İmza, var olduğumuzun beyanıdır. Hayatta/r olmayan imza atamaz. İmza atmak için hayat sahibi olmak şarttır. Çünkü ölülerin imzası yoktur. Bir yere atılan imzadan daha çok bir şeye atılan imza kalıcıdır. Gün gelir, devran döner, ömür biter, kâğıt üzerindeki imzalar kaybolur. Devletlerarası anlaşmalar bile zamanla değişir ya da feshedilir. Yani bir yere atılan imza baki değildir ama bir şeye atılan imza bakidir. Bir ülkenin, dünya ile yarışır hâle gelmesinde kimin imzası varsa, o imza dünya durdukça önemini yitirmez. Dermansız bir hastalığın tedavisinde hangi bilim adamının imzası varsa, o imza ebedidir. Bu anlamda Pastör, Einstein, Edison gibi bilim adamları; İbn-i Sina, İbn-i Haldun, Farabi, Gazali gibi mütefekkirler; Mevlana, Yunus, Yesevi, Bediüzzaman gibi maneviyat sultanları bakidir. Çünkü bunlar, bir yere değil, bir şeye imza atmış isimlerdir. Ya bir buluşa imza atarak insanlığın hizmetine bitmeyecek bir başarı sunmuşlar ya da gönüllere girerek insan denilen varlığı “evc-i kemal”e çıkarmışlardır.
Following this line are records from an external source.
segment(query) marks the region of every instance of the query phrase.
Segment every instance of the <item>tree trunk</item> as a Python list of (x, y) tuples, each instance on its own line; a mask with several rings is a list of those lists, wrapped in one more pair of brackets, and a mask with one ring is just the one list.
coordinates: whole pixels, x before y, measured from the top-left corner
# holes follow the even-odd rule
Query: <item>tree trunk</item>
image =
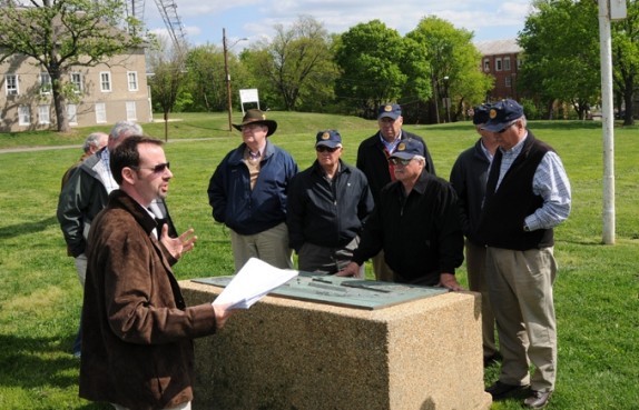
[(51, 77), (51, 91), (53, 93), (53, 107), (56, 109), (56, 123), (58, 124), (59, 132), (68, 132), (71, 127), (69, 126), (69, 117), (67, 116), (67, 103), (65, 94), (61, 90), (60, 74), (49, 71)]
[(623, 126), (633, 126), (635, 124), (635, 117), (632, 112), (635, 107), (632, 107), (632, 89), (633, 82), (627, 81), (626, 84), (626, 92), (623, 92), (623, 102), (626, 103), (626, 113), (623, 114)]

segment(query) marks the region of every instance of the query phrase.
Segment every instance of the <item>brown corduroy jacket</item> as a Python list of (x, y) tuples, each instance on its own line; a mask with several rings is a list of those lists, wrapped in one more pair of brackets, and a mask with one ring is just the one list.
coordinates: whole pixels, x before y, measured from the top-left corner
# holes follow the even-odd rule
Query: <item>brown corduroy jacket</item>
[(193, 400), (193, 338), (215, 332), (210, 303), (186, 307), (155, 219), (121, 190), (89, 232), (80, 397), (136, 410)]

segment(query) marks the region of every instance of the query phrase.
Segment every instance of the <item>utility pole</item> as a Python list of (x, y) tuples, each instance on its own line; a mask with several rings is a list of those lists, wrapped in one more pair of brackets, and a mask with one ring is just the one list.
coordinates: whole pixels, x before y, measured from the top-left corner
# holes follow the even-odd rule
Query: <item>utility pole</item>
[(222, 29), (222, 44), (224, 49), (224, 74), (226, 76), (226, 98), (227, 98), (227, 109), (228, 109), (228, 130), (233, 131), (233, 100), (230, 93), (230, 74), (228, 73), (228, 50), (233, 46), (237, 44), (239, 41), (248, 40), (247, 38), (242, 38), (236, 40), (233, 44), (228, 46), (226, 38), (226, 29)]
[(228, 130), (233, 131), (233, 101), (230, 100), (230, 74), (228, 73), (228, 49), (226, 47), (226, 29), (222, 29), (222, 43), (224, 48), (224, 74), (226, 78), (226, 98), (228, 109)]
[(603, 234), (604, 244), (615, 244), (615, 116), (612, 112), (612, 38), (610, 21), (627, 16), (626, 0), (599, 0), (601, 57), (601, 127), (603, 132)]

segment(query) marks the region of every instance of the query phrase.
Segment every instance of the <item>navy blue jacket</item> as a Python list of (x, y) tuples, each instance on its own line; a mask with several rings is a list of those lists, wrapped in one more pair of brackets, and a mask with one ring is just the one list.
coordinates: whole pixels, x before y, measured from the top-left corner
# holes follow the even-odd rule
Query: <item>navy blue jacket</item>
[(289, 247), (299, 251), (304, 242), (341, 248), (362, 231), (373, 211), (373, 197), (362, 171), (340, 160), (333, 183), (324, 178), (317, 161), (291, 181), (288, 191)]
[(216, 221), (239, 234), (255, 234), (286, 221), (286, 194), (297, 164), (288, 152), (267, 140), (259, 176), (250, 190), (245, 148), (242, 143), (217, 166), (208, 183), (208, 203)]

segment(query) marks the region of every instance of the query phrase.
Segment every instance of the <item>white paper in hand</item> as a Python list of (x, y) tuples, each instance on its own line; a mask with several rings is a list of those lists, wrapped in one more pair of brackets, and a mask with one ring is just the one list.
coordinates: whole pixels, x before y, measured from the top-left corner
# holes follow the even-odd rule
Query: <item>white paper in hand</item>
[(296, 270), (275, 268), (257, 258), (250, 258), (213, 304), (229, 304), (228, 309), (248, 309), (297, 273)]

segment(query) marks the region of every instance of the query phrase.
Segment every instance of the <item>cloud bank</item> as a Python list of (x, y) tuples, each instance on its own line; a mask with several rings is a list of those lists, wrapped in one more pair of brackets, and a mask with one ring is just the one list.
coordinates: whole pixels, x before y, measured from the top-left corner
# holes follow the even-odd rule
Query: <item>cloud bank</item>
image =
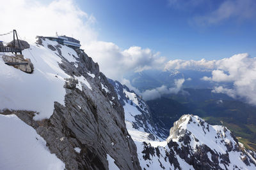
[(212, 69), (216, 67), (216, 60), (207, 60), (202, 59), (200, 60), (169, 60), (164, 66), (164, 69)]
[(256, 105), (256, 58), (248, 53), (241, 53), (216, 62), (216, 69), (211, 77), (204, 77), (206, 81), (219, 83), (231, 82), (232, 89), (216, 87), (214, 92), (224, 93), (234, 98), (241, 97)]
[(228, 19), (243, 21), (255, 16), (256, 1), (254, 0), (226, 0), (214, 10), (195, 17), (199, 25), (216, 24)]
[[(80, 40), (82, 48), (99, 64), (102, 72), (121, 82), (125, 81), (123, 75), (128, 71), (163, 68), (166, 60), (149, 48), (131, 46), (121, 50), (111, 42), (99, 41), (94, 29), (96, 18), (81, 10), (74, 0), (55, 0), (46, 4), (38, 1), (9, 0), (1, 3), (0, 11), (2, 16), (6, 16), (0, 19), (0, 34), (16, 29), (22, 39), (30, 43), (38, 35), (52, 36), (56, 31), (72, 36)], [(12, 35), (1, 38), (10, 41)]]
[(163, 94), (177, 94), (181, 90), (184, 81), (184, 78), (175, 80), (174, 87), (168, 89), (165, 85), (162, 85), (152, 90), (147, 90), (141, 93), (141, 96), (144, 100), (150, 101), (160, 98)]

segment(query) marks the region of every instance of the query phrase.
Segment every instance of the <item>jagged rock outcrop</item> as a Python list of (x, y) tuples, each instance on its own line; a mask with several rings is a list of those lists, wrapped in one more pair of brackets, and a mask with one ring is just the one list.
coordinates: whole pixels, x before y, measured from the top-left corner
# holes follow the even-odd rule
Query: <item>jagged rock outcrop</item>
[[(125, 111), (127, 112), (125, 113), (125, 120), (132, 124), (133, 129), (142, 129), (143, 132), (148, 134), (148, 138), (153, 140), (157, 138), (163, 139), (168, 137), (168, 130), (161, 127), (163, 125), (161, 122), (156, 123), (153, 121), (149, 108), (141, 96), (118, 81), (109, 79), (109, 81), (115, 87), (120, 103), (124, 107)], [(131, 116), (134, 117), (132, 120), (129, 118)]]
[(108, 155), (120, 169), (140, 169), (124, 108), (98, 64), (79, 49), (70, 57), (76, 62), (70, 62), (63, 55), (68, 47), (38, 38), (38, 48), (53, 50), (61, 59), (59, 67), (70, 76), (63, 86), (65, 105), (55, 102), (50, 118), (40, 120), (33, 118), (35, 111), (5, 110), (4, 114), (15, 114), (36, 129), (67, 169), (108, 169)]
[(254, 152), (239, 146), (229, 130), (211, 125), (197, 116), (183, 115), (174, 123), (166, 141), (157, 144), (148, 141), (140, 146), (143, 149), (138, 149), (139, 157), (143, 157), (144, 164), (149, 169), (156, 166), (163, 169), (256, 168)]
imza atmak, var olduğumuzu (varlığımızı/servetimizi değil) ortaya koyduğuna göre, ilk imzamızı hayata doğarken/dünyaya gelirken atıyoruz. İlk ağlamamız, ilk imzamız oluyor bu durumda… “Ben de varlık âlemine doğdum; ben de bir varlığım.” anlamına geliyor bu ağlayış. Doğuşumuz, bir şeye/hayata imza atmak anlamına geliyor. Doğarken hayata imza atan insan, zamanla kendisinin de ezeli ve ebedi bir imza olduğunu fark eder. Sonsuz bir kudret, insan denen varlığın her zerresine mucizevi imzasını atar, sonra da onu dünyaya gönderir. Her zerrede o mucizevi imzayı görmemiz ve takdir etmemiz demek, aynı zamanda kendimizin de kalıcı bir imza atması demektir. Çünkü “Bakiye müteveccih olan, bekanın cilvesinemazhar olur.”Kendisinin, mucizevi bir imza olduğunu gören, sonsuzun kapısını aralama imkânı bulur. Bu da bir imzadır.
İmza, iz bırakmadır. İlk ağlamasıyla hayata imza atan insanoğlu, yemesiyle, ayağa kalkmasıyla, yürümesiyle, kendisini idrak etmesiyle ve yaratıcısını tanımasıyla hep birer iz bırakmış olur. Yaptığımız işler karşısında vicdanımız rahat, kalbimiz mutmain ise, imzamızın bir değeri vardır; illa o imza silinmeye mahkûmdur.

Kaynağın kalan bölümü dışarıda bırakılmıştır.